But most of all he heeded the vibrant siren call of Mel's lifeforce which he could feel coming from behind her bedroom door – which he'd actually been able to clearly sense from a distance of many blocks away. From the first, her lifeforce had been unique to him, so different from that of all other humans, that it enabled him to easily Track her to the Watchfire from the trainyard she'd left him at the very first day he'd been on this world. He shrugged out of his heavy coat and let it drop to the floor, moved to her door and quietly opened it. He listened to the soft rhythm of her slow breathing and knew she was deeply asleep. Even from the doorway he was acutely aware of her, of the radiant warmth of her body, of the special fragrances of her skin and hair which overlaid her own unique female scent.
Cole moved over to the bed, gliding silent as a shadow so as not to awaken her, and looked down at her as she slept, dazzled by the dance of moonlight in her hair and the curve of the blanket over her hip. He felt as though he was frozen at some unknowable point in space and time, unable to go forward, unwilling to go back. He took a deep breath, letting it out on the wings of a sigh. "I've missed you," he said. Although barely above a whisper, his voice cracked under the sudden weight of the sentiment. He hadn't meant to say that, but the unexpected upswelling of emotion had blindsided him.
He hesitantly reached a hand towards her sleeping form, his fingertips lightly brushing the loose strands of hair spilling across her pillow. They were as liquid silk, soft and lush to his touch as they curled around and slid through his fingers. As always, ever since his early lesson on human personal hygiene, a part of him wondered what it would be like to feel every naked inch of her pressed against his own bare skin with nothing between them but their own unchecked heat, wondered what her intimate touch on him would be like. He felt his body start to respond as human male was meant to respond to human female.and bit his lower lip against the by now too familiar urges, reluctantly drawing his hand back. For the umpteenth time he reminded himself: there was no point in yearning for what would likely never be. With another deep breath to internalize the regret, he turned away and left the room, silently easing the door closed behind him.

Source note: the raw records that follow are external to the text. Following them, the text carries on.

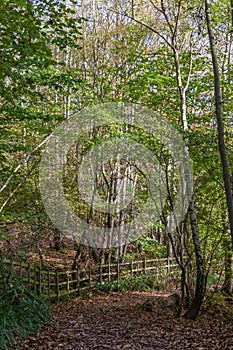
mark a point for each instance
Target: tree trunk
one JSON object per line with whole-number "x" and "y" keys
{"x": 194, "y": 309}
{"x": 220, "y": 124}
{"x": 227, "y": 285}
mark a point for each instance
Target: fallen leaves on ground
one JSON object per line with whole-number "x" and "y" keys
{"x": 117, "y": 321}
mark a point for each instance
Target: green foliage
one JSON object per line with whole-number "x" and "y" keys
{"x": 21, "y": 311}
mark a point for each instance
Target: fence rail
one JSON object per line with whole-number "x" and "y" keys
{"x": 59, "y": 284}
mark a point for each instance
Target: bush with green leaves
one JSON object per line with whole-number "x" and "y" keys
{"x": 21, "y": 310}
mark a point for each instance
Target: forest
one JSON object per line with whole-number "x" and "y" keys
{"x": 116, "y": 181}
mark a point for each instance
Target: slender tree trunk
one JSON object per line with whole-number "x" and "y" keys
{"x": 227, "y": 285}
{"x": 194, "y": 308}
{"x": 220, "y": 124}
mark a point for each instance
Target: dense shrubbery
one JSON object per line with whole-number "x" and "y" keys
{"x": 21, "y": 310}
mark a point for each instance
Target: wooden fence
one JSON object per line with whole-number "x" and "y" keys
{"x": 59, "y": 284}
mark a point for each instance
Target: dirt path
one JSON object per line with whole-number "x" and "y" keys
{"x": 117, "y": 321}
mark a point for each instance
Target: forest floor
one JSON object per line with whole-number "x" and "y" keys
{"x": 117, "y": 321}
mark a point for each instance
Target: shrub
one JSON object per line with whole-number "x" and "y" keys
{"x": 21, "y": 310}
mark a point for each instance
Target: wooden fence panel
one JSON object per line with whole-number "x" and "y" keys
{"x": 59, "y": 284}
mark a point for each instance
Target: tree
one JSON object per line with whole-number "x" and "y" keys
{"x": 220, "y": 123}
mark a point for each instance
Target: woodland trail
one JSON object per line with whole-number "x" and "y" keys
{"x": 117, "y": 321}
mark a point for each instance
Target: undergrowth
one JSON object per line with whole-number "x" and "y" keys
{"x": 21, "y": 310}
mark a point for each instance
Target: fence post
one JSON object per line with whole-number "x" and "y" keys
{"x": 131, "y": 268}
{"x": 78, "y": 280}
{"x": 40, "y": 281}
{"x": 90, "y": 278}
{"x": 118, "y": 271}
{"x": 144, "y": 265}
{"x": 100, "y": 273}
{"x": 29, "y": 275}
{"x": 49, "y": 283}
{"x": 109, "y": 271}
{"x": 57, "y": 285}
{"x": 34, "y": 278}
{"x": 68, "y": 284}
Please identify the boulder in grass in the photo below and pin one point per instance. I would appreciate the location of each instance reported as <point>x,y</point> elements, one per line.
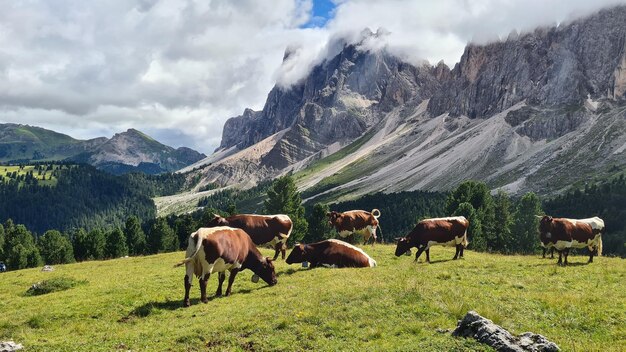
<point>485,331</point>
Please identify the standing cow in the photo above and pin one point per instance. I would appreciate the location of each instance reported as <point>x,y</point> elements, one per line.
<point>219,249</point>
<point>270,230</point>
<point>450,232</point>
<point>331,253</point>
<point>563,234</point>
<point>360,222</point>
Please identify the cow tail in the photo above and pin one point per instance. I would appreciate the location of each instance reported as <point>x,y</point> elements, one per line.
<point>196,238</point>
<point>465,242</point>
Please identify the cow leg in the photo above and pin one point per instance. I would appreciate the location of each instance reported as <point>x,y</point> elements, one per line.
<point>203,281</point>
<point>186,302</point>
<point>419,252</point>
<point>278,248</point>
<point>220,277</point>
<point>231,279</point>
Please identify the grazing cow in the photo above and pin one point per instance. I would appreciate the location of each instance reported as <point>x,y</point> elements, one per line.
<point>331,253</point>
<point>355,221</point>
<point>270,230</point>
<point>563,234</point>
<point>450,231</point>
<point>219,249</point>
<point>545,250</point>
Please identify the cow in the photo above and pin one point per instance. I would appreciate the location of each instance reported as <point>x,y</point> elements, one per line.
<point>331,253</point>
<point>219,249</point>
<point>545,250</point>
<point>451,231</point>
<point>563,234</point>
<point>361,222</point>
<point>270,230</point>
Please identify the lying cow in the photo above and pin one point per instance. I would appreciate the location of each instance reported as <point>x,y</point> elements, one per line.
<point>563,234</point>
<point>270,230</point>
<point>219,249</point>
<point>450,232</point>
<point>360,222</point>
<point>331,253</point>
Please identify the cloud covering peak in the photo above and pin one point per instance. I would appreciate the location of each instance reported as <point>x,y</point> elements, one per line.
<point>178,69</point>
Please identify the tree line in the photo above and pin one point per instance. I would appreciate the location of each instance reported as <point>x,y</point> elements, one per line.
<point>498,223</point>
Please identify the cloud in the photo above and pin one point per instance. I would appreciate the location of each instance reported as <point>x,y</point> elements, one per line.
<point>91,68</point>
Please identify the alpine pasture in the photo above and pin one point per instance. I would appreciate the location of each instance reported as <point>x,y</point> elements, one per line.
<point>136,304</point>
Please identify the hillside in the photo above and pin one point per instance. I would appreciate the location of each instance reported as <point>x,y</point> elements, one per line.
<point>125,152</point>
<point>397,306</point>
<point>537,111</point>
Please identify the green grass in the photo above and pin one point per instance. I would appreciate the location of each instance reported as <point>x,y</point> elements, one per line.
<point>135,303</point>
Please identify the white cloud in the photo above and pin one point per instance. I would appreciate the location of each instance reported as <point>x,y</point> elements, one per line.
<point>91,68</point>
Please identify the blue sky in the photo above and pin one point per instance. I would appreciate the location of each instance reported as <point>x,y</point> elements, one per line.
<point>322,12</point>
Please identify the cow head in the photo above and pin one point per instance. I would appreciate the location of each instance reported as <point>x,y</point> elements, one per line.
<point>217,221</point>
<point>267,271</point>
<point>297,255</point>
<point>333,216</point>
<point>545,228</point>
<point>402,246</point>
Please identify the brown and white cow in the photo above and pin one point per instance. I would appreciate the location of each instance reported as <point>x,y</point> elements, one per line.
<point>563,234</point>
<point>451,231</point>
<point>331,253</point>
<point>361,222</point>
<point>265,230</point>
<point>219,249</point>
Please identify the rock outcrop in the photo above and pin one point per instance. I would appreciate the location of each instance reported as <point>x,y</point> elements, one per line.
<point>485,331</point>
<point>535,112</point>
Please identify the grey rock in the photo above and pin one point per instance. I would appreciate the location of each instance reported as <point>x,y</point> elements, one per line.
<point>10,346</point>
<point>485,331</point>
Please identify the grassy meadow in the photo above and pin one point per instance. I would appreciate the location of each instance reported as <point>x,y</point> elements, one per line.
<point>136,304</point>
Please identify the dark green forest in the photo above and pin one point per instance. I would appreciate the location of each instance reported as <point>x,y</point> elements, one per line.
<point>83,197</point>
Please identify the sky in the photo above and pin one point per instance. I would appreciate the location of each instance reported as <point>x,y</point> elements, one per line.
<point>178,69</point>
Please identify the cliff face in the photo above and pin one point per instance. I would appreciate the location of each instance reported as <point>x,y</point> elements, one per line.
<point>514,105</point>
<point>548,67</point>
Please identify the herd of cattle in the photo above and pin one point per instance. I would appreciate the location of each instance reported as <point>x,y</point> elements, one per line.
<point>231,243</point>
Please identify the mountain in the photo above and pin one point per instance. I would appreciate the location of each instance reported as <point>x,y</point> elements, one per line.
<point>124,152</point>
<point>538,111</point>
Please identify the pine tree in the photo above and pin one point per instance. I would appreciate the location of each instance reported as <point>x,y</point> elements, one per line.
<point>319,228</point>
<point>162,237</point>
<point>475,235</point>
<point>135,237</point>
<point>283,198</point>
<point>184,226</point>
<point>80,240</point>
<point>2,242</point>
<point>22,251</point>
<point>55,248</point>
<point>478,196</point>
<point>116,244</point>
<point>503,239</point>
<point>526,223</point>
<point>96,244</point>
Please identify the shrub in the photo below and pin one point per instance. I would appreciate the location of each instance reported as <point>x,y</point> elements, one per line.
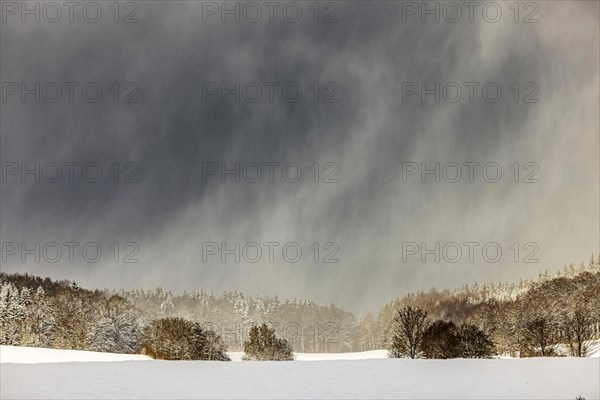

Once in the shower, Cole finally stopped pretending. Stopped pretending his life was fine exactly the way it was and everything was well under control, stopped pretending his head didn't hurt, stopped pretending that the scalding hot water pounding at hard pulse on his neck and between his shoulder blades was all he really needed to get back to feeling normal. The zeal and purpose, the focus, that had driven him for days had leached away, and he felt tired, listless, weary to the very marrow of his bones, so tired his muscles were like jellied glue, so tired that he could very likely fall into a trance standing up. More, he was exhausted from the constant tension, the constant vigilance, the constant worry, the constant uncertainty.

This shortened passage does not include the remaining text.